Counterfeit goods – what can be done?
The main legal tool to cope with counterfeits is the Commercial Torts Law. The law views a counterfeiter as one who unlawfully tries to build on a reputation which another has built for himself. This misappropriation of reputation is referred to in the law as “Passing Off”.
The prohibition on Passing Off stipulates that a business may not use another business’ reputation in a manner which will cause a product which it sells or a service which it provides to mistakenly be considered to be an asset or service from another or an asset or skill which are connected to another business.
A person who is wronged by Passing Off is entitled to compensation without proof of damages (statutory damages) of up to NIS 100,000 for every such tort. Of course, if the actual damages are higher, a higher amount of compensation can be claimed.
In order to prevail at court in a case for Passing Off it is essential to first prove the existence of a reputation. That is to say, to demonstrate that the product or service at hand has a positive image in the eye of the general public thanks to which the product/service has a market of potential customers who are interested in purchasing it.

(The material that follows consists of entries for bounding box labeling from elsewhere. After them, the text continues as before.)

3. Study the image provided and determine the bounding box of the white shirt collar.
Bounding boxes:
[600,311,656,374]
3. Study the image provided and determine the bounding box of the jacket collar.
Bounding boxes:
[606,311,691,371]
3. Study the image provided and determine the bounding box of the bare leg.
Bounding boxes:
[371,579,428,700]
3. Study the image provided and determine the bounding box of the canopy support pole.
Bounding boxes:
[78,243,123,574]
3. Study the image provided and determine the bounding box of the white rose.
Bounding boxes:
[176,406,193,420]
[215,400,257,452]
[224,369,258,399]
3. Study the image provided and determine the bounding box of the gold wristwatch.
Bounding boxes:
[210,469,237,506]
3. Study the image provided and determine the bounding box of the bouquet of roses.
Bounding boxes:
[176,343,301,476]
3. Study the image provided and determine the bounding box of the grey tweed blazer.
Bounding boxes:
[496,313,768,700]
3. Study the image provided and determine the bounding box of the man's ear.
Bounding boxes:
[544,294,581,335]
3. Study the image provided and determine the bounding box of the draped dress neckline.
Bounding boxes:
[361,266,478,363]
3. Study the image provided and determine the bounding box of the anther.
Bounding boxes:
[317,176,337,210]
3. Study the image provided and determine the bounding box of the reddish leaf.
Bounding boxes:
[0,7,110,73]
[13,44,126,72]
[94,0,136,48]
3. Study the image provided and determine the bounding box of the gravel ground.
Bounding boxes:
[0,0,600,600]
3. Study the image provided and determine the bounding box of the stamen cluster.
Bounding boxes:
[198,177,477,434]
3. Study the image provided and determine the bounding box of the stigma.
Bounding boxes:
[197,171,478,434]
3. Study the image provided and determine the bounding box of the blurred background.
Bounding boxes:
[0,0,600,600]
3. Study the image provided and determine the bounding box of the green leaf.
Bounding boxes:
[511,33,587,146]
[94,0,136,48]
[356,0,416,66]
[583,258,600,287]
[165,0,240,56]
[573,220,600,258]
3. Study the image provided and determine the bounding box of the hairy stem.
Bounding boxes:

At the same time, one must demonstrate at court that the defendant misleads customers. This should be done by means of what has come to be called in case law the “Three Tests” or the “Triangle Test”: First, the original product (or service) is compared with the counterfeit product (or service). Their appearance and the phonetic characteristics of the name are examined. Secondly, the consumer audience is examined and whether it is likely to confuse the original product with the counterfeit. Finally, other circumstances which may be relevant are examined.
An additional prohibition in the law is the prohibition against providing a customer with a misleading description. That is to say, there is a prohibition against publishing information regarding a business, profession, assets or service when the business who publishes such information knows or should have known that the information is incorrect.
Similarly, the law prohibits Unfair Interference. This legal prohibition stipulates that a business will not unfairly prevent or burden customers, employees or agents’ access to a business, assets or services of another. Unfair Interference is generally relevant to misleading conduct done on the Internet with regard to Domain Names, i.e. luring web users to a competing website with a similar name.
The above is an overview and does not constitute a legal advice. Professional legal advice requires individual examination of the specific circumstances.